Y he aquí la cuestión política fundamental. Cuando apelan a “las clases trabajadoras” no están designando un concepto que refiera a una esencia común objetiva que nos incluye a todas y todos. Es una figuración determinada, una identidad y utopía disponible. La función política de clase obrera no fue reflejar una realidad existente, sino crearla. En este sentido, lo que estas nuevas organizaciones no han explicado es cómo pretenden crear, desde un exterior discursivo, una imagen que interpele a la clase trabajadora y que ésta se sienta interpelada por ella; y cómo van a restaurar la pérdida de la primacía epistemológica de la clase obrera para ordenar la batalla política emancipatoria.

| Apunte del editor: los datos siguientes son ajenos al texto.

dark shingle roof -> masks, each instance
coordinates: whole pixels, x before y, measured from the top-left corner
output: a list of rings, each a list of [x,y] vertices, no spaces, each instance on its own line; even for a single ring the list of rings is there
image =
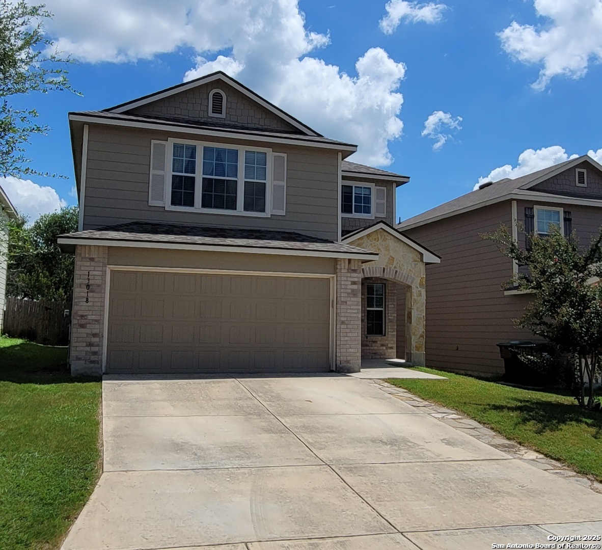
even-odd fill
[[[430,210],[423,212],[413,218],[405,220],[398,227],[403,230],[410,226],[421,225],[433,218],[451,215],[454,212],[463,211],[464,209],[470,209],[471,207],[476,208],[481,204],[503,200],[503,197],[510,193],[516,193],[518,194],[523,193],[527,193],[526,188],[536,180],[545,179],[547,175],[551,175],[569,164],[577,164],[589,158],[589,157],[587,155],[584,155],[582,157],[579,157],[579,159],[565,161],[559,164],[544,168],[543,170],[527,174],[526,176],[522,176],[515,179],[504,178],[482,189],[471,191],[457,199],[448,201],[438,206],[435,206],[434,208],[431,208]]]
[[[358,164],[357,162],[350,162],[349,161],[343,161],[341,164],[341,168],[344,172],[355,172],[358,175],[361,176],[390,176],[392,179],[396,178],[409,179],[409,177],[408,176],[402,176],[401,174],[396,174],[394,172],[388,172],[385,170],[373,168],[371,166],[366,166],[365,164]],[[352,175],[349,174],[349,175]]]
[[[99,227],[98,229],[67,233],[60,235],[58,238],[66,241],[80,239],[128,241],[377,255],[371,250],[293,232],[176,225],[146,221],[131,221]]]
[[[74,113],[70,113],[69,116],[93,117],[98,119],[99,120],[116,120],[124,121],[132,123],[147,123],[150,124],[160,125],[163,126],[176,126],[181,128],[182,131],[194,129],[199,130],[219,131],[225,133],[232,133],[237,134],[246,134],[250,137],[253,136],[261,136],[273,138],[285,138],[299,143],[303,142],[311,142],[312,143],[324,143],[330,145],[341,145],[346,147],[356,147],[357,146],[352,143],[346,143],[343,141],[338,141],[336,140],[331,140],[329,138],[325,138],[321,135],[305,135],[302,134],[293,134],[285,132],[265,131],[259,128],[249,129],[248,126],[236,126],[232,125],[220,125],[219,126],[212,126],[198,120],[187,120],[182,119],[171,119],[163,117],[146,117],[140,115],[125,114],[125,113],[110,113],[105,111],[79,111]]]

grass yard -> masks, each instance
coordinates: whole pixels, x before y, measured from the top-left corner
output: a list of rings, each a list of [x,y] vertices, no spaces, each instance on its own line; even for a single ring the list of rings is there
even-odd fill
[[[455,409],[509,439],[602,481],[602,413],[571,397],[520,389],[432,369],[449,380],[387,380],[423,399]]]
[[[100,398],[66,348],[0,336],[0,548],[58,547],[100,472]]]

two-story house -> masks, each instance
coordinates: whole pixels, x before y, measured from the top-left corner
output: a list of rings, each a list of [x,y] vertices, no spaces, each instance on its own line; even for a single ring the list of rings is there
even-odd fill
[[[525,269],[480,235],[512,228],[521,246],[527,233],[550,224],[574,229],[586,246],[602,226],[602,166],[587,155],[478,189],[402,222],[397,227],[445,257],[427,268],[429,366],[494,375],[504,372],[496,344],[532,340],[515,327],[530,295],[504,286]]]
[[[393,227],[409,178],[222,72],[69,125],[72,372],[357,371],[398,341],[423,364],[439,259]]]

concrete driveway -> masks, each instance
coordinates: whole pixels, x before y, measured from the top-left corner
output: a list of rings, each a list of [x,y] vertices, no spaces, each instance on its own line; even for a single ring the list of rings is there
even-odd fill
[[[491,548],[602,534],[602,495],[331,375],[105,380],[64,550]],[[200,550],[199,548],[199,550]]]

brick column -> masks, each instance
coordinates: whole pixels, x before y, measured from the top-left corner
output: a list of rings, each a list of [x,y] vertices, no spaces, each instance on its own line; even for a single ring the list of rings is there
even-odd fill
[[[359,260],[337,261],[337,370],[357,372],[362,364],[362,270]]]
[[[69,354],[73,375],[102,374],[107,256],[105,246],[75,248]]]

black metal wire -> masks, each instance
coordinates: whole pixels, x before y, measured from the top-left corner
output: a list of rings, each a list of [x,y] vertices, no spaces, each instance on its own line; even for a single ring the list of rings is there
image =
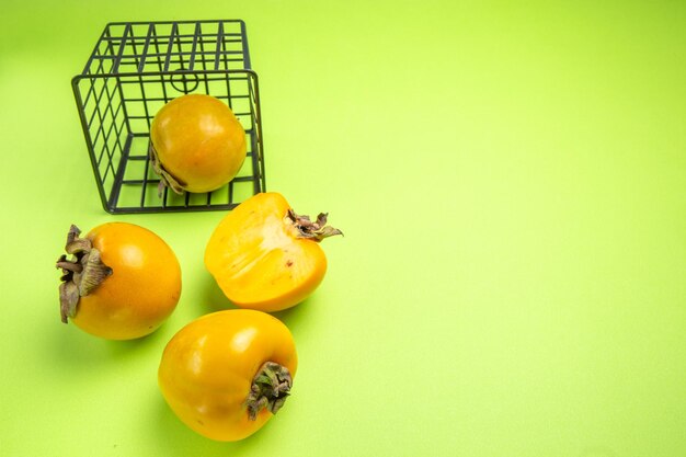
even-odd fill
[[[108,23],[72,89],[105,210],[231,209],[239,195],[265,190],[258,75],[250,68],[243,21]],[[207,93],[236,108],[248,157],[224,190],[181,197],[164,190],[158,198],[160,180],[147,151],[150,123],[184,93]]]

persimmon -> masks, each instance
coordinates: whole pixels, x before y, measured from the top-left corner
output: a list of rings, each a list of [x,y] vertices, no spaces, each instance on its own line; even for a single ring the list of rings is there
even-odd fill
[[[241,308],[278,311],[307,298],[327,272],[319,242],[341,231],[327,214],[299,216],[283,195],[256,194],[228,213],[205,249],[205,266]]]
[[[245,159],[245,130],[231,108],[211,95],[167,103],[150,125],[150,156],[160,190],[211,192],[231,181]]]
[[[297,364],[293,336],[278,319],[231,309],[181,329],[164,347],[158,382],[188,427],[211,439],[238,441],[284,405]]]
[[[62,322],[108,340],[132,340],[157,330],[181,295],[181,267],[152,231],[126,222],[93,228],[85,238],[71,226],[59,287]]]

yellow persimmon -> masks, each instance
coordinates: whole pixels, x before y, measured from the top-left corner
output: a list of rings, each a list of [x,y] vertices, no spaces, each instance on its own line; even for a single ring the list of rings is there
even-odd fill
[[[245,159],[245,132],[222,101],[188,94],[167,103],[150,125],[151,157],[161,184],[174,192],[211,192]]]
[[[85,238],[71,226],[57,266],[61,319],[108,340],[130,340],[157,330],[181,295],[181,267],[171,248],[150,230],[108,222]]]
[[[181,329],[164,349],[158,381],[188,427],[211,439],[238,441],[284,405],[296,369],[286,325],[265,312],[232,309]]]
[[[225,295],[241,308],[278,311],[302,301],[327,272],[319,241],[340,235],[298,216],[278,193],[261,193],[219,222],[205,250],[205,266]]]

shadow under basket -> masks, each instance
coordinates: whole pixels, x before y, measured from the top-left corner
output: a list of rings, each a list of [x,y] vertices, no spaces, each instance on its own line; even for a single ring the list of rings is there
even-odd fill
[[[231,209],[264,192],[258,75],[240,20],[117,22],[105,26],[71,85],[103,208],[112,214]],[[238,175],[210,193],[164,188],[148,153],[150,123],[169,101],[204,93],[245,130]]]

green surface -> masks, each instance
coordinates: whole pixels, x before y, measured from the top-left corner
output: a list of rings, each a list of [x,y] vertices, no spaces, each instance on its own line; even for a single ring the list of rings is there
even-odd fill
[[[106,22],[245,20],[267,187],[330,212],[318,292],[278,316],[294,396],[205,439],[156,370],[228,307],[222,214],[111,216],[69,80]],[[2,456],[686,455],[686,3],[4,1]],[[148,227],[183,269],[137,342],[59,322],[69,224]]]

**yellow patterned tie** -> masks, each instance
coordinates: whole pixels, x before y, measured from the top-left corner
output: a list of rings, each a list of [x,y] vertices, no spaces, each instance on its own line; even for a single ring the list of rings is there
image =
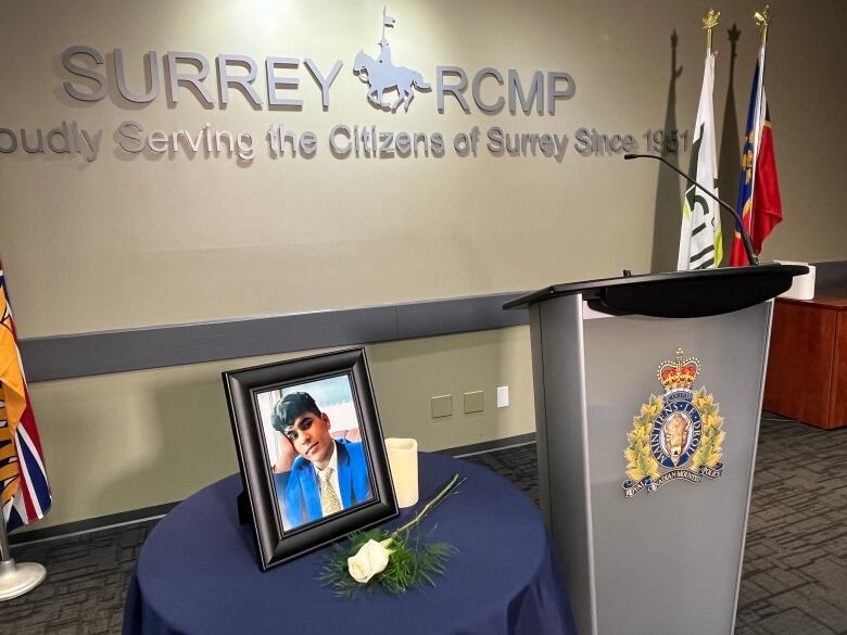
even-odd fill
[[[320,478],[320,511],[324,516],[341,511],[341,501],[332,488],[331,478],[332,468],[327,468],[326,473]]]

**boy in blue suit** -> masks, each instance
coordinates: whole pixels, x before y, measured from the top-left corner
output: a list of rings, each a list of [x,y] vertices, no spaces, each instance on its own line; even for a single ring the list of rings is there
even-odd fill
[[[299,392],[279,399],[270,423],[288,441],[281,443],[282,456],[274,473],[283,529],[319,520],[371,497],[362,443],[333,440],[329,417],[312,395]]]

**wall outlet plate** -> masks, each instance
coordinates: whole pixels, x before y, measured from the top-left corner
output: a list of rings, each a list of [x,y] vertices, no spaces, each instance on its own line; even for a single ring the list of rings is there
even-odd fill
[[[481,412],[485,409],[485,402],[482,391],[465,393],[465,414]]]
[[[429,403],[433,419],[453,415],[453,395],[439,395],[432,397]]]

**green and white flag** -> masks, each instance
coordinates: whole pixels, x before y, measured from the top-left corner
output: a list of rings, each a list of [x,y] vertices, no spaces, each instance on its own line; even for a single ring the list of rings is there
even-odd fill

De lo contrario, creo que estaríamos ante otro clamor más a favor de la unidad de la clase trabajadora surgido de la desesperación por no poder controlar y subordinar a los nuevos antagonismos. Dicen “unidad”, pero en realidad están diciendo “difundir doctrina”; adoptar hoy el punto de vista de la identidad obrera no produce ideología sino fe; apelan a la unidad, pero se omite que eso que “nos une” es el imaginario de quien lo propone. Por eso la unidad de la clase trabajadora que proclaman no potencia ni moviliza, sino contrae y bloquea. Al contrario de lo que se suele decir sobre este tipo de planteamientos, no es que reduzcan lo político a un economicismo vulgar y esencialista, sino que proceden de manera idealista. No es un burdo materialismo sino bien probablemente un repertorio simbólico erróneo.